Come ogni tecnologia, l’Intelligenza Artificiale è uno specchio della realtà in cui ha preso vita e in quanto tale ne riflette i valori. È per questo motivo che il divario di genere, così radicato nella società odierna, è ora presente anche nell’AI, che a sua volta, essendo sempre più pervasiva, rischia di ampliare il fenomeno in maniera esponenziale.
La radice del problema va ricercata nelle modalità di addestramento dei sistemi di AI. Questi, infatti, vengono allenati utilizzando database spesso contenenti bias legati alla sottorappresentazione delle donne; così gli algoritmi che ne derivano ripropongono quegli stessi bias, fornendo suggerimenti che dal punto di vista del genere risultano distorti.
In questa prospettiva gioca un ruolo significativo il digital divide: le donne hanno meno probabilità di possedere un cellulare e di utilizzare internet mobile perché la loro possibilità di accedere alle tecnologie è ridotta rispetto a quella degli uomini. Questo comporta che siano più di 200 milioni di utenti donne in meno rispetto agli uomini che generano dati che poi verranno utilizzati dalla tecnologia, creando così set di informazioni incompleti e parziali, incapaci di rappresentare la realtà in modo adeguato. In questo processo la voce delle donne si perde perché gli algoritmi non sono in grado di riconoscere il genere femminile e le caratteristiche che lo differenziano da quello maschile.

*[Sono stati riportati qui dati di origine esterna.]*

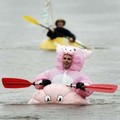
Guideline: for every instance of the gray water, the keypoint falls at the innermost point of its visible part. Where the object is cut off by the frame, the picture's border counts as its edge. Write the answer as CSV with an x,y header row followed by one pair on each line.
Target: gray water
x,y
95,22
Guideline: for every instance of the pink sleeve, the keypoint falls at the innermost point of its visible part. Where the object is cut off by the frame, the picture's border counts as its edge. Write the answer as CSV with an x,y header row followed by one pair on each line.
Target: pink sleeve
x,y
86,81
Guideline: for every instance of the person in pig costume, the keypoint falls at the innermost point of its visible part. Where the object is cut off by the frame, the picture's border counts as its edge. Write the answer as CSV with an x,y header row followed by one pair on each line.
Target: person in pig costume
x,y
55,85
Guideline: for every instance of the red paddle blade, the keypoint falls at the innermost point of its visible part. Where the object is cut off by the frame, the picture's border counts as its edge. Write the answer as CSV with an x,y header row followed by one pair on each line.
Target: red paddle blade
x,y
15,83
107,88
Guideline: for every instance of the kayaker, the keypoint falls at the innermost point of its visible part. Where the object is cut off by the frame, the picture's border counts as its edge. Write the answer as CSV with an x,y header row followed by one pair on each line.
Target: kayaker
x,y
69,63
60,31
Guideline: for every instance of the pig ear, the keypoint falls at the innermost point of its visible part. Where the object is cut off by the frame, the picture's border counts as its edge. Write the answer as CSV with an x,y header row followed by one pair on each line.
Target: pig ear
x,y
87,53
59,48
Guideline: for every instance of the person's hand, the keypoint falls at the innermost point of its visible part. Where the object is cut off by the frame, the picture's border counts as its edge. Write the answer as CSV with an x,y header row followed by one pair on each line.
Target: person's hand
x,y
80,85
45,82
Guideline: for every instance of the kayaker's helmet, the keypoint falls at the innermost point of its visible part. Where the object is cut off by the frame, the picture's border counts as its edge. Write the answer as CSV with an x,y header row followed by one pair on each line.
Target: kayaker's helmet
x,y
60,20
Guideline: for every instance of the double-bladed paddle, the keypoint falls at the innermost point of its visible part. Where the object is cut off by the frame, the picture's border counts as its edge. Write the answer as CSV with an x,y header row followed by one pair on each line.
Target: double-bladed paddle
x,y
22,83
34,21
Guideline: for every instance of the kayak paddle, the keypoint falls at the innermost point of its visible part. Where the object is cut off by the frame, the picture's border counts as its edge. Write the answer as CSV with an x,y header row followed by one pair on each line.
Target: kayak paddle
x,y
34,21
21,83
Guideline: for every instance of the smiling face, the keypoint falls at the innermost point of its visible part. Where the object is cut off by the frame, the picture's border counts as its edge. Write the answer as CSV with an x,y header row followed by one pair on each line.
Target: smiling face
x,y
67,61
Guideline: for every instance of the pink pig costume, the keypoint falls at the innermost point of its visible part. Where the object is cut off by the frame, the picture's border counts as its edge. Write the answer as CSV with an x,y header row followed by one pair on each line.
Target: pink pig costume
x,y
60,76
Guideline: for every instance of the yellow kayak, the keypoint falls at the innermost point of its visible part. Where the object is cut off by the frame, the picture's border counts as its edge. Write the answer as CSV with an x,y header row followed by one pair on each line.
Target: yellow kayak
x,y
49,44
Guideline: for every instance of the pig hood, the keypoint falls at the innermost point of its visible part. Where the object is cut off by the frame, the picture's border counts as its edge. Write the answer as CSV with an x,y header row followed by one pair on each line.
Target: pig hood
x,y
79,56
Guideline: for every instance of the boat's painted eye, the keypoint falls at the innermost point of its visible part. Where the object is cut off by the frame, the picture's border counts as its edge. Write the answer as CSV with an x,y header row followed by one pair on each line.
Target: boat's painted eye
x,y
60,98
47,98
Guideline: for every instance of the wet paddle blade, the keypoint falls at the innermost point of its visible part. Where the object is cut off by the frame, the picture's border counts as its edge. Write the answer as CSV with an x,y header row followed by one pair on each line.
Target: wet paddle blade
x,y
15,83
30,19
107,88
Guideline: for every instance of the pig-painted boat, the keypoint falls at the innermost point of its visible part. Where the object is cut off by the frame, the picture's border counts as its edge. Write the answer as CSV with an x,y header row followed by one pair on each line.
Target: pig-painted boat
x,y
57,94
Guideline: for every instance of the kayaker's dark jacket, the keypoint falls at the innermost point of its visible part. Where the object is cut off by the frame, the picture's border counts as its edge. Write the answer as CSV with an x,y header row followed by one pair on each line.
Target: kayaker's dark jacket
x,y
60,32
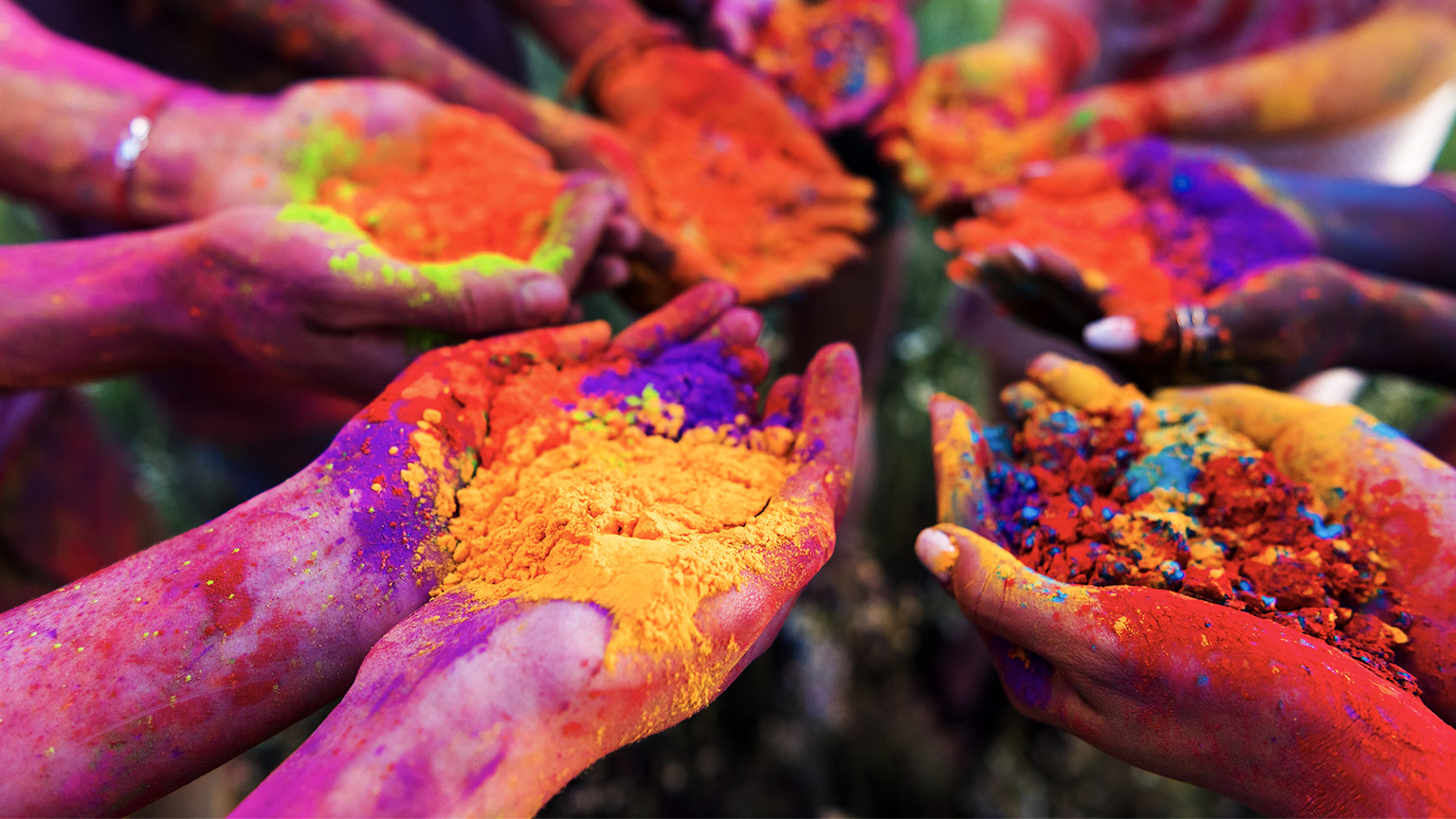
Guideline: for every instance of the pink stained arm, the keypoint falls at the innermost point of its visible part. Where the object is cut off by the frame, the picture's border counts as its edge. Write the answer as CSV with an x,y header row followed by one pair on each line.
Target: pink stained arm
x,y
65,110
370,38
94,308
137,678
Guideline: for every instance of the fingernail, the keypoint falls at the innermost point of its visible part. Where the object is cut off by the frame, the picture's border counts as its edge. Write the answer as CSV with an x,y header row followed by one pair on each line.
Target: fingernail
x,y
937,553
1113,334
542,298
1024,255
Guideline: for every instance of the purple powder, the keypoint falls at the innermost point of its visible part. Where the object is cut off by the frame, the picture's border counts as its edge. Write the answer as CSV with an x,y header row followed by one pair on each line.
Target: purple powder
x,y
1189,197
709,385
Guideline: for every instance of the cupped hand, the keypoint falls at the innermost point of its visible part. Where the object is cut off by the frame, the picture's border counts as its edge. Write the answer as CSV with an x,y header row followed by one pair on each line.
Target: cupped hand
x,y
473,707
728,176
319,303
1274,327
836,63
1173,683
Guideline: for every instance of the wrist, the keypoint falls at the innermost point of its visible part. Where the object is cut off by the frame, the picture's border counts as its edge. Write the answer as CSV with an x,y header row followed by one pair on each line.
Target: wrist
x,y
192,130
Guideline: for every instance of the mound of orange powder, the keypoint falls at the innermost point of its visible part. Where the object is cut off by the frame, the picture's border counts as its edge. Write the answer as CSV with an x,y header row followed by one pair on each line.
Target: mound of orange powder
x,y
472,184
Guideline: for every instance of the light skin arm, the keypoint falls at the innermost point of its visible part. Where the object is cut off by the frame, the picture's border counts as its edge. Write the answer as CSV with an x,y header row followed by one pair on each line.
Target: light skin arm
x,y
370,38
64,114
89,309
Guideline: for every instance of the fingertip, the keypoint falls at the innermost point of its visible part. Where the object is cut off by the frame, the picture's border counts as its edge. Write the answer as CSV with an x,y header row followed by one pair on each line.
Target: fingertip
x,y
1116,336
542,299
937,553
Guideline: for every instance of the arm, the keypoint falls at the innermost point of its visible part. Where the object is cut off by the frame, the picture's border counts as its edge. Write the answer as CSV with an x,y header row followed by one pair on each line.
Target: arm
x,y
1404,232
1379,65
65,110
89,309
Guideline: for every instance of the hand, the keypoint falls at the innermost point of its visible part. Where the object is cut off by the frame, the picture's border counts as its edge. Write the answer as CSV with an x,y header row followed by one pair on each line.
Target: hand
x,y
271,290
1276,327
1173,683
953,130
731,178
496,705
836,63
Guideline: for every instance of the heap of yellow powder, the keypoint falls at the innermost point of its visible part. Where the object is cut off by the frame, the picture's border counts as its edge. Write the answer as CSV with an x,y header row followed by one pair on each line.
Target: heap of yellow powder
x,y
643,525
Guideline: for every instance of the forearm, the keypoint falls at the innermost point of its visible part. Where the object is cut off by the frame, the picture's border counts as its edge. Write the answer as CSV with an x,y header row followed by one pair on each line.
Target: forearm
x,y
486,712
370,38
138,678
1404,232
1333,82
1064,31
92,308
1409,331
65,108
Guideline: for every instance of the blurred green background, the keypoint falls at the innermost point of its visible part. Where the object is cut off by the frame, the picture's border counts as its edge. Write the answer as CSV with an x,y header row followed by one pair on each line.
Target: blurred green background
x,y
877,699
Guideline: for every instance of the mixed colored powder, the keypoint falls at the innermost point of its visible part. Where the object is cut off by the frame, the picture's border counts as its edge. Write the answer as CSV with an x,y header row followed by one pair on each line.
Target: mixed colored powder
x,y
1152,494
1148,229
823,54
467,186
640,488
740,205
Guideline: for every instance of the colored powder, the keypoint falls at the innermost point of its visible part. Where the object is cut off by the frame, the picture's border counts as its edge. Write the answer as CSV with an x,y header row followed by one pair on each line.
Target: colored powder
x,y
1151,494
469,186
592,487
1145,228
828,53
740,205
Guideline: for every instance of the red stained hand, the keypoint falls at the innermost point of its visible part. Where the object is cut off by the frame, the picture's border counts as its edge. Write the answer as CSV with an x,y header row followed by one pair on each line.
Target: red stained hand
x,y
497,707
1187,688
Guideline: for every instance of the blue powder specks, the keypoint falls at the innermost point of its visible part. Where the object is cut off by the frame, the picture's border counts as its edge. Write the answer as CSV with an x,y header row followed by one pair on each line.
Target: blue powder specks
x,y
706,384
1318,526
1170,469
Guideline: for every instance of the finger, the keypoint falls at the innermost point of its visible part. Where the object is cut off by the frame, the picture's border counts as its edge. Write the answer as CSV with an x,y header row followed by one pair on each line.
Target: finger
x,y
826,446
575,229
784,398
681,319
738,327
605,273
961,458
622,233
1081,385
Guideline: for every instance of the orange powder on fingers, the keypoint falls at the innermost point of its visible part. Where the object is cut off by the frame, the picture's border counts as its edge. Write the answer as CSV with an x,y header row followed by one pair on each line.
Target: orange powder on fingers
x,y
643,525
470,186
1085,214
744,206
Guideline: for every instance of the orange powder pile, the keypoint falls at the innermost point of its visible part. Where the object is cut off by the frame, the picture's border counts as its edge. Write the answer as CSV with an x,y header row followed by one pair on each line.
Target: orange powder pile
x,y
1083,210
741,205
470,186
646,526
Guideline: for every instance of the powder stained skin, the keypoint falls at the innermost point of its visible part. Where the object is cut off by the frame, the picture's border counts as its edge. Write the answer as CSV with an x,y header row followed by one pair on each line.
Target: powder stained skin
x,y
469,186
592,487
1152,494
1145,228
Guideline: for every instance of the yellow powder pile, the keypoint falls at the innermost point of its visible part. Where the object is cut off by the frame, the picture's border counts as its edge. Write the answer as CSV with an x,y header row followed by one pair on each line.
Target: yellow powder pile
x,y
643,525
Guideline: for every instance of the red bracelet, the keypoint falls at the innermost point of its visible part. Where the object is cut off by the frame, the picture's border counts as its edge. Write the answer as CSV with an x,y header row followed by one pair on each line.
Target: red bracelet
x,y
135,140
611,46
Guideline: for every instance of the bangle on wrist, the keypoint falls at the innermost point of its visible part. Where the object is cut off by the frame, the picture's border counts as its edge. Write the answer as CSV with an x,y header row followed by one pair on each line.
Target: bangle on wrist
x,y
133,140
616,43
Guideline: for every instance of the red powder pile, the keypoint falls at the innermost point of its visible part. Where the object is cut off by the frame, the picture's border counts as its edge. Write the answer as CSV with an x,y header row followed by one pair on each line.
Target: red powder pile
x,y
1083,210
470,186
741,205
1081,499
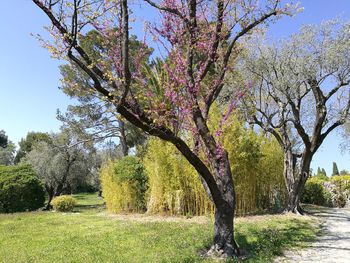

A questo si somma il fatto che questi processi, nella maggior parte dei casi, sono presieduti unicamente da uomini: questo fa sì che molti pregiudizi di genere non siano notati e non vengano quindi corretti. La mancanza di una sensibilità specifica in questo senso, di uno sguardo critico che permetta di riconoscere e valutare le conseguenze di queste discriminazioni, rischia di penalizzare fortemente chiunque rientri in schemi di diversità rispetto ai modelli sociali di riferimento. Infatti, la sottorappresentazione non riguarda solo le donne, bensì molte categorie, quali le minoranze etniche, che finiscono per essere marginalizzate dalla tecnologia.
Un esempio indicativo del problema è quello del riconoscimento facciale: in media è affidabile per il 99% degli uomini, ma il livello scende al 35% quando si tratta di riconoscere donne di colore. Così alle distorsioni di genere si aggiungono anche quelle legate alla razza.
Cosa fare quindi per eliminare, o quantomeno ridurre, il problema delle discriminazioni di genere (o di altro tipo) nell’Intelligenza Artificiale? Il primo passo è quello di aumentare la diversità all’interno dei team che si occupano di progettare gli strumenti AI: coinvolgendo le donne, in particolare quelle appartenenti a minoranze, nei processi di disegno, sviluppo e test delle nuove tecnologie, si includeranno nuovi punti di vista in grado di rispondere alle esigenze di un pubblico più ampio.
Facendo un passo indietro, rimane fondamentale, per ridurre il gender gap, il contributo di tutti quegli attori sociali che hanno a che fare con l’istruzione e lo sviluppo delle persone, a partire dalla famiglia, per arrivare alla scuola e all’università. Genitori e insegnanti hanno il compito di fornire un’educazione che non riproduca pregiudizi di genere, ma che stimoli un’inversione di rotta. Solo in questo modo si renderà possibile un avvicinamento delle donne alle materie STEM e di conseguenza alle professioni in ambito tecnologico.